Секунду он смотрел на меня, пытаясь найти признаки дерзости или неповиновения, затем, видимо, передумав устраивать мне выговор за мой выпад, просто сказал: «Придумайте что-нибудь», – и вышел из класса.

Большинство детей засмеялись – они не впервые участвовали в подобном представлении.

Ситуация разрядилась, но мысленно я окрестил Уодлей «Школой смерти». По дороге домой я зашел в канцелярию и попросил секретаря больше не беспокоить меня, если им понадобится замена.

На следующий же день мой телефон зазвонил в половине седьмого утра. «Вы можете сегодня выйти на замену, мистер Гатто?» – спросил деловой голос.

«Кто звонит?» – спросил я подозрительно. (В то время я замещал учителей в десяти школах.)

«В законе четко сказано, мистер Гатто, что мы не обязаны представляться, пока вы не скажете, что готовы выйти на работу».

«Не важно! – заорал я. – Есть только одна школа, способная на такие уловки. Мой ответ – нет! Я никогда не выйду на работу в ваш свинарник!» И я швырнул трубку на рычаг.

По правде сказать, работа по замене других учителей была мало похожа на увеселительную прогулку: школы имели дурную привычку эксплуатировать замещающих учителей, не оказывая им при этом никакой поддержки. Возможно, я и вернулся бы в рекламное дело, если бы одна маленькая девочка, отчаянно пытавшаяся найти выход из невыносимой ситуации, не вовлекла меня в свой личный школьный кошмар и не показала мне, как я могу придать смысл своей учительской деятельности, так же, как этот смысл, необходимый нам всем для самоуважения, находили сильные мужчины с речных пароходов и товарных поездов моего детства.

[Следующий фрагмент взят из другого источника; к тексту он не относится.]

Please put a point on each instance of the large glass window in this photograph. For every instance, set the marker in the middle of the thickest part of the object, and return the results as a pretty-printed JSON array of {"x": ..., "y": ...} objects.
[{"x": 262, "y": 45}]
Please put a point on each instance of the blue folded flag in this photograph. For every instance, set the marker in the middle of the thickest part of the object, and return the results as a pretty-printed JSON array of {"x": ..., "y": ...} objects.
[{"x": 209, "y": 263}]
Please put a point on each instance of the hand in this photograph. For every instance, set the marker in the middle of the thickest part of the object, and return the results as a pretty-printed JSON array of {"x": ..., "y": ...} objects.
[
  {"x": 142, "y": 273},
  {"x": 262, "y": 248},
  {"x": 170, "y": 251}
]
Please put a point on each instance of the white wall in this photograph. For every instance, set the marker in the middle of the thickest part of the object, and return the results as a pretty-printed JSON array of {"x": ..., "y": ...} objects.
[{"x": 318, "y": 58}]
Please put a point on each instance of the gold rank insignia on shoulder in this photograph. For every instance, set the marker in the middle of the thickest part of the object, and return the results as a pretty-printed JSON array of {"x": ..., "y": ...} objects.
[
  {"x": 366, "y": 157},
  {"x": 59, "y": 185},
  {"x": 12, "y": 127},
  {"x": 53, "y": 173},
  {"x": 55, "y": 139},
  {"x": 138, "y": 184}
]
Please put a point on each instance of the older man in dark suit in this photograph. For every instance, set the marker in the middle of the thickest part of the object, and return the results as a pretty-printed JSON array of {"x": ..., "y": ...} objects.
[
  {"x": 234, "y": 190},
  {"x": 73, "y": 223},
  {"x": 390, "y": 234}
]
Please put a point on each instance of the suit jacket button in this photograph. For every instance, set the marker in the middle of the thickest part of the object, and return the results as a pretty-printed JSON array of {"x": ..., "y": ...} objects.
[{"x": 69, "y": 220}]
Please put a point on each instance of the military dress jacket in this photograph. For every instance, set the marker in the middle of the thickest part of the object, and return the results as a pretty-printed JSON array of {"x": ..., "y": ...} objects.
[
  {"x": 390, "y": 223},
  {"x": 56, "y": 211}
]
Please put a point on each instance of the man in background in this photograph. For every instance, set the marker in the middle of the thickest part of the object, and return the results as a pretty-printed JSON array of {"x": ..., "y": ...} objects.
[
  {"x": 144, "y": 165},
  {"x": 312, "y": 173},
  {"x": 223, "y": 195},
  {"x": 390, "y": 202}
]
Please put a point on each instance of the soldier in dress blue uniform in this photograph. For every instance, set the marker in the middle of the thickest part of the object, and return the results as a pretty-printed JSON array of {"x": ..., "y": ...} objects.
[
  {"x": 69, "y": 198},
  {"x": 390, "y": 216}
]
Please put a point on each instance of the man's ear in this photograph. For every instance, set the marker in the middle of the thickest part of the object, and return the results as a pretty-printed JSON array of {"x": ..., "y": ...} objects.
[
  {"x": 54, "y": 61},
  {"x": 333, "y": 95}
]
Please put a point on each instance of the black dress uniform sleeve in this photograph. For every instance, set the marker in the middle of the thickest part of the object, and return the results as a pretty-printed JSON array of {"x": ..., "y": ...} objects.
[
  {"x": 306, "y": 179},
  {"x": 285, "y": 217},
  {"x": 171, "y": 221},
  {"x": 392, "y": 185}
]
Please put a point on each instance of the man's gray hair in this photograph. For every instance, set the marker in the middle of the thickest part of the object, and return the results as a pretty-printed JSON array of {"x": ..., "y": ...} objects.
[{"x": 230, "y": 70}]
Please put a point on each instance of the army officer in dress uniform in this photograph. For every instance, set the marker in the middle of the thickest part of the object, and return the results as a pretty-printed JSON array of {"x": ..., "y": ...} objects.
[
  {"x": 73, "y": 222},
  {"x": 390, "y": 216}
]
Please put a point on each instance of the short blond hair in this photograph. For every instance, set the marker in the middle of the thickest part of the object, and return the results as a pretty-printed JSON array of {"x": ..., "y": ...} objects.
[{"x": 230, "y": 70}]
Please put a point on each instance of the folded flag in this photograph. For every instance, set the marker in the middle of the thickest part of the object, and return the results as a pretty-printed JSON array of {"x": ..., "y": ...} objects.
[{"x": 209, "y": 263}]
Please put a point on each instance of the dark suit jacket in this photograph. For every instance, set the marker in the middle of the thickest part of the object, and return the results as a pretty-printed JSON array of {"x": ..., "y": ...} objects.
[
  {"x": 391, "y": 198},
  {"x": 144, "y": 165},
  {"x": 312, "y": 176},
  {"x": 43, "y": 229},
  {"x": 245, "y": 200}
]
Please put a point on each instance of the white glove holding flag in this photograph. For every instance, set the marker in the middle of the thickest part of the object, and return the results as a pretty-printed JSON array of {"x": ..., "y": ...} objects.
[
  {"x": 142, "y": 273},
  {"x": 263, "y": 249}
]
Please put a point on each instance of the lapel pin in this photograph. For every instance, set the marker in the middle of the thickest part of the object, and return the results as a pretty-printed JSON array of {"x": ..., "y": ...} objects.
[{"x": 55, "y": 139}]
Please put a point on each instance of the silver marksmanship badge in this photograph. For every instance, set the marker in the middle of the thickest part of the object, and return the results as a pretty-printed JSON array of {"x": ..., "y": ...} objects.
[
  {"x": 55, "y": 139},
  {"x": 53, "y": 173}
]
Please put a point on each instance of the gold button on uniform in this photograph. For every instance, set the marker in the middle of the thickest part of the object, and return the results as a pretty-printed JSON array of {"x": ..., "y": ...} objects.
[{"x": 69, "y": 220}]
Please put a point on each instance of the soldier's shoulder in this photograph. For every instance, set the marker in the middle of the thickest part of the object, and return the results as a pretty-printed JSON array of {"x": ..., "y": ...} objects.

Произошло это так. Иногда меня приглашали вести уроки в начальных школах. В тот раз я должен был вести урок в третьем классе школы, расположенной на Сто седьмой улице. Ученики школы на 99 % были выходцами из стран Латинской Америки, при этом 99 % преподавательского состава школы к Латинской Америке не имели никакого отношения.

Как многие отчаявшиеся учителя, бo`льшую часть дня я убил, слушая, как дети один за другим читают, а бo`льшую часть энергии потратил на то, чтобы утихомирить класс. Класс был очень слабый, и никто не мог прочитать больше трех-четырех слов без запинки. И вдруг одна маленькая девочка по имени Милагрос быстро прочитала отрывок текста без единой ошибки. После урока я подозвал ее к своему столу и спросил, почему она учится в этом классе. Она ответила, что «они» (администрация) не переводят ее в другой класс, потому что, как они объяснили ее маме, она на самом деле читает очень плохо, а лишь воображает, что умеет хорошо читать. «Но, мистер Гатто, мой брат учится в шестом классе, а я читаю его учебник английского лучше, чем он!»

Я был заинтригован, но, по правде сказать, не сильно. Наверняка администрация знала, что делала. Однако маленькая девочка была так расстроена, что я предложил ей успокоиться и прочитать мне что-нибудь из учебника шестого класса. Я объяснил, что если она хорошо справится с заданием, то я поставлю перед директором вопрос о переводе ее в другой класс. При этом я ни на что не рассчитывал.

Милагрос, однако, рассчитывала на справедливость. Принявшись за «Дьявола и Дэниэла Вебстера», она первые две страницы прочла без единой запинки. Боже мой, подумал я, она великолепно читает. Что она делает здесь? Может быть, это просто недоразумение, которое легко исправить? Я отправил ее домой, пообещав поговорить с администрацией. Я и не представлял, какое осиное гнездо разворошит моя просьба перевести Милагрос в более сильный класс.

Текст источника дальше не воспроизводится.